Code for the ACL 2021 paper "Structural Guidance for Transformer Language Models"

Overview

Structural Guidance for Transformer Language Models

This repository accompanies the paper, Structural Guidance for Transformer Language Models, published in ACL 2021. It includes inplementation of parsing-as-language-modelling and structural scaffolding for Transformer language models.

Environment

The code is based on Python3. You can install the different modules with

bash scripts/download_and_patch_transformers.sh
pip install -r requirements.txt
python -c "import nltk;nltk.download('punkt')"

The Huggingface transformers is updated indirectly through a patch. If you modifiy the code, to commit changes run

bash scripts/generate_patch.sh

and then just commit this patch

Data preparation

Prepare parsing oracle files

PLM and ScLM require syntactic parses to derive the action sequence oracle. The following command demonstrates how to prepare oracle files for these models.

python src/get_oracle.py --gen --fpath train.txt > train_gen.oracle
python src/get_oracle.py --gen --fpath dev.txt > dev_gen.oracle
python src/get_oracle.py --gen --fpath test.txt > test_gen.oracle

Prepare action ngram list

The following command generates the action ngram list for ScLM models. The training code of ScLM assumes that the action ngram list is stored in the root folder.

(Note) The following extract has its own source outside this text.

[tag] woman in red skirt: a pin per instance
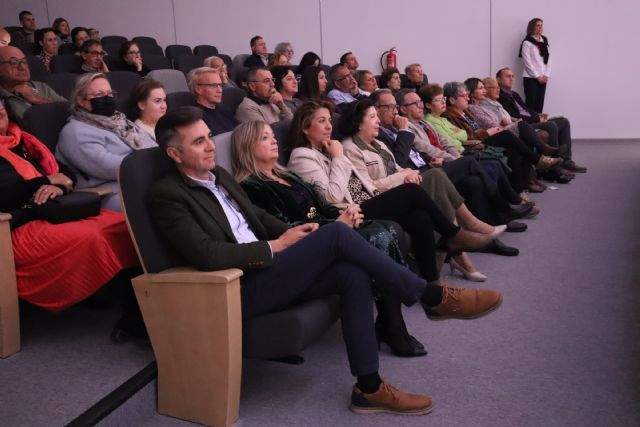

python src/get_action_ngram_list.py -f path/to/bllip-lg_train_gen.oracle path/to/bllip-lg_dev_gen.oracle -o bllip-lg_action_ngram_list.txt

Vanilla Language Models (LM)

The script src/lm.py implements a vanilla Transformer language model. Below are the commands for model training and evaluation, as well as commands to compute word-level surprisals from a trained model.

# Model training
python src/lm.py --train_data train.txt --dev_data dev.txt --lr 1e-5 --epochs ${EPOCHS} --seed ${SEED} --do_train --random_init --batch_size ${BATCH_SIZE} --report ${REPORT} --sample_every ${SAMPLE_EVERY} --model_path ${MODEL_PATH}

# Compute word-level perplexity
python src/lm.py --restore_from ${MODEL_PATH} --test_data test.txt --do_test

# Estimate word surprisals
python src/lm.py --restore_from ${MODEL_PATH} --do_eval --fpath ${TEST_SUITE_PATH} --pretokenized > ${OUTPUT_PATH}

Scaffoled Language Models (ScLM)

The script src/lm-sc.py implements Transformer language model with structural prediction as an auxilliary task, referred as ScLM. The commanline variable, ${SCAFFOLD_TYPE}, can be set as past or next, which corresponds to ScLM-past or ScLM-next respectively in the paper.

# Model training  
python src/lm-sc.py --train_data train_gen.oracle --dev_data dev_gen.oracle --lr 1e-5 --epochs ${EPOCHS} --seed ${SEED} --do_train --random_init --batch_size ${BATCH_SIZE} --report ${REPORT} --sample_every ${SAMPLE_EVERY} --alpha 0.5 --scaffold_type ${SCAFFOLD_TYPE} --model_path ${MODEL_PATH}

# Compute word-level perplexity
python src/plm-gen.py --restore_from ${MODEL_PATH} --test_data test_gen.oracle --do_test

# Estimate word surprisals
python src/lm-sc.py --restore_from ${MODEL_PATH} --do_eval --fpath ${TEST_SUITE_PATH} --pretokenized > ${OUTPUT_PATH}

Parsing as Language Modelling (PLM/PLM-mask)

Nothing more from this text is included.